I think you can't have one without the other. Both exist in everyone to varying degrees and it's about a person's own willingness to accept those parts of themselves and enjoy them. Both are beautiful, powerful and necessary. The more we embrace that, the more complete we are as people.

Javiermunoz-01

Photography: Gavin Bond

As an openly HIV+ gay man, how have you grappled with masculinity in our own community?

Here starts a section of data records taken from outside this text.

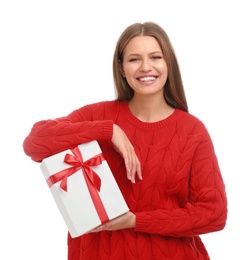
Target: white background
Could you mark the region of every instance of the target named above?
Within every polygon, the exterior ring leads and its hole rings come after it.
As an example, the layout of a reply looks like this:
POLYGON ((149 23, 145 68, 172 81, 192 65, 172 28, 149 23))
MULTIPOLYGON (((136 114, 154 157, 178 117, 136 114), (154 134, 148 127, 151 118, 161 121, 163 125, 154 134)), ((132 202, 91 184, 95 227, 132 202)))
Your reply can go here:
POLYGON ((223 231, 202 236, 212 260, 251 253, 250 1, 0 3, 0 259, 67 259, 67 230, 22 142, 36 121, 114 98, 112 56, 131 23, 168 33, 190 112, 207 126, 229 200, 223 231))

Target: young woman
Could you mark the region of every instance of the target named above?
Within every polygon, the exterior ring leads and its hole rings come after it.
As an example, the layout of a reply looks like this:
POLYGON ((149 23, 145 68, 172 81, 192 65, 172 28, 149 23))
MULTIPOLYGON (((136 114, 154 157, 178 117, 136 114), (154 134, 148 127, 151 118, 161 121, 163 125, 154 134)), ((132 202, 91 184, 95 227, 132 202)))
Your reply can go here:
POLYGON ((225 185, 204 124, 188 112, 166 32, 130 25, 113 60, 117 97, 34 124, 23 143, 34 161, 97 140, 130 208, 81 237, 69 260, 205 260, 200 236, 222 230, 225 185))

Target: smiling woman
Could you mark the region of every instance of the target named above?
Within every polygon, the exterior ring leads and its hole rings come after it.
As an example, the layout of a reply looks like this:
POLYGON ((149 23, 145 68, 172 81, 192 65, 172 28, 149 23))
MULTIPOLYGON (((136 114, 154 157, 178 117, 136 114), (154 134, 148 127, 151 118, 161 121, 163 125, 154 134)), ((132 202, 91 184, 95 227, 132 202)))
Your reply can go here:
POLYGON ((69 235, 68 259, 210 259, 200 235, 225 227, 225 185, 205 125, 188 112, 166 32, 152 22, 127 27, 113 73, 115 100, 39 121, 23 143, 41 162, 97 140, 130 209, 69 235))
MULTIPOLYGON (((131 39, 124 50, 121 65, 122 75, 134 91, 129 103, 131 110, 135 103, 144 106, 150 101, 157 102, 162 111, 164 106, 168 108, 163 98, 168 68, 162 50, 154 37, 137 36, 131 39), (138 98, 140 100, 135 101, 138 98)), ((159 113, 157 109, 155 112, 159 113)))

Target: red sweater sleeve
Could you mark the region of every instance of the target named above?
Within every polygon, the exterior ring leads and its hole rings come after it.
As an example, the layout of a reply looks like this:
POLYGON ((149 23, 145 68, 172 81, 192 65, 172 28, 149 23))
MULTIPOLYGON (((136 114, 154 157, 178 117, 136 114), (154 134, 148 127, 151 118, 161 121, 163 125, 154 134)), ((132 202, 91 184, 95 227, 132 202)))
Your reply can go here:
POLYGON ((35 123, 23 142, 26 155, 36 162, 91 140, 112 138, 113 121, 104 120, 104 105, 87 105, 66 117, 35 123))
POLYGON ((203 132, 204 137, 197 144, 193 155, 188 202, 174 209, 137 212, 135 231, 165 236, 194 236, 225 227, 225 185, 212 141, 207 130, 203 128, 203 132))

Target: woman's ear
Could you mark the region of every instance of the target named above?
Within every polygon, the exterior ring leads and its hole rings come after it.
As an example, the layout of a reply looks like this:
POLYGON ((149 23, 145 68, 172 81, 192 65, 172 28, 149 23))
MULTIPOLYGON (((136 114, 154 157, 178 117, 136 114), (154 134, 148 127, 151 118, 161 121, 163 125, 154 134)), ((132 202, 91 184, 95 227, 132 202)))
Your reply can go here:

It's really interesting. I grew up in New York and my teenage years were in the '90s. There were so many dynamics happening at that time amongst gay men. In the '90s, masculinity as a gay man was defined by your physical body. You were masculine if you had muscles. That was so confusing to me because I'm not built--I'm a very slender guy and I'm a dancer, but I consider myself completely masculine. It was nonsense to me. I felt like it was laughable. Just because you've got muscles doesn't make you masculine.

It was also a time when we were coming out of the '80s and the impact of AIDS. There was definitely a stigma attached to being skinny and thin as a gay man. That was very real and there's a whole generation of men in my life who were mentors and friends and helped me become the gay man I was going to become. They were my guides and angels and they're gone, so I understood that there was an element of gay men needing to prove that they were healthy.

How did that affect your acting?

I found it necessary at the time to prove that the way people were defining men and masculinity was not the only the way to define it. I will say, the greatest turnaround for me was meeting Lin-Manuel Miranda and creating Usnavi [for In The Heights] together. At the time, leading men on Broadway had to be these buff guys and that's not who Lin was--Lin and I were both slender. Here we were creating this character who's going to be a slender dude. That was a breakthrough and it was very empowering to create this character who's breaking the mold of what leading men looked like at the time.

It was great and wonderful and, amongst all that, there was the element of being HIV positive and knowing that I was always going to be out about that. To this day, there are people who want me to be silent about it. I still get people on social media who ask why I'm proud of that and I'm like, Because it's me and why are you scared of it? Let's talk about your fear. It's amazing that I still have to be aggressive about that, but it does filter into my definition of masculinity. To me, masculinity is a person's inner strength, their power and their fire. That manifests in all sorts of ways, but I don't believe that it's gender specific. It's about the human being.